L'investissement dans la formation sera dans le même temps multiplié par trois. Cette transformation durera ces trois prochaines années et sera assurée dans le cadre d'un nouveau pacte social que j'ai proposé aux partenaires sociaux, avec lesquels nous devrions, dès la prochaine rentrée, négocier un accord de gestion des parcours et des emplois professionnels destiné à accompagner la transformation des métiers et des compétences au sein de l'entreprise. Cet accord se traduira également par un certain nombre de départs volontaires ; une fourchette entre 270 et 390 départs volontaires a d'ailleurs été annoncée aux partenaires sociaux la semaine dernière. L'ampleur de ces départs dépendra cependant de notre capacité de négociation sur l'organisation du temps de travail qui représente un sujet d'importance pour Radio France où tout est produit en interne. En effet, les rythmes des équipes sont organisés pour répondre à une activité qui se déroule en continu. Il nous faut ainsi travailler avec les partenaires sociaux sur à la fois les règles et les pratiques, de manière à les faire converger vers les meilleurs standards en vigueur dans les autres entreprises du secteur et à assurer, en retour, l'adéquation complète entre nos moyens et nos activités. Cette négociation devrait nous occuper fortement dans les mois à venir.

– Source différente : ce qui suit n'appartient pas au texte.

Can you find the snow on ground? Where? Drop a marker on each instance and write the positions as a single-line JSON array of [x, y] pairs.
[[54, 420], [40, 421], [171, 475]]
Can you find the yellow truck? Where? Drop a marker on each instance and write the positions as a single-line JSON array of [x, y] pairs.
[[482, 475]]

Le moment est venu de conduire cette transformation ambitieuse et longue. Aujourd'hui, nos résultats, en termes d'audience, sont historiques. 15 millions de Français écoutent quotidiennement une radio de notre entreprise ; France inter est devenue la première radio en France, les audiences de France info sont au même niveau que lors de la dernière élection présidentielle et les audiences de France musique viennent de dépasser celles de sa concurrente privée. De tels résultats traduisent les efforts et le travail poursuivis ces dernières années. C'est pourquoi, cette transformation est requise pour demeurer à ce niveau élevé, afin de construire l'avenir.
En outre, durant ces dernières années, le redressement financier de Radio France a été conduit, notamment grâce au contrat d'objectifs et de moyens (COM). D'ailleurs, depuis ces trois dernières années, nous avons clôturé nos exercices avec des résultats excédant les attentes du COM et en 2018, nous avons terminé l'année avec un résultat positif de plus de 7 millions d'euros, au lieu des 0,5 million d'euros prévu.
Enfin, s'agissant du chantier de réhabilitation, nous avons engagé une réorganisation du pilotage de ce chantier que j'avais eu l'occasion d'évoquer devant vous, lors de mon audition de l'année passée. Nous ne nous contentons plus d'estimer les retards engrangés. A l'inverse, nous nous sommes fixés un objectif de coûts et de délais que nous respectons.
C'est quand on va bien qu'il faut préparer l'avenir et c'est ce que nous nous efforçons de faire aujourd'hui. Je vous remercie de votre attention et me tiens à votre disposition pour répondre à toutes vos questions.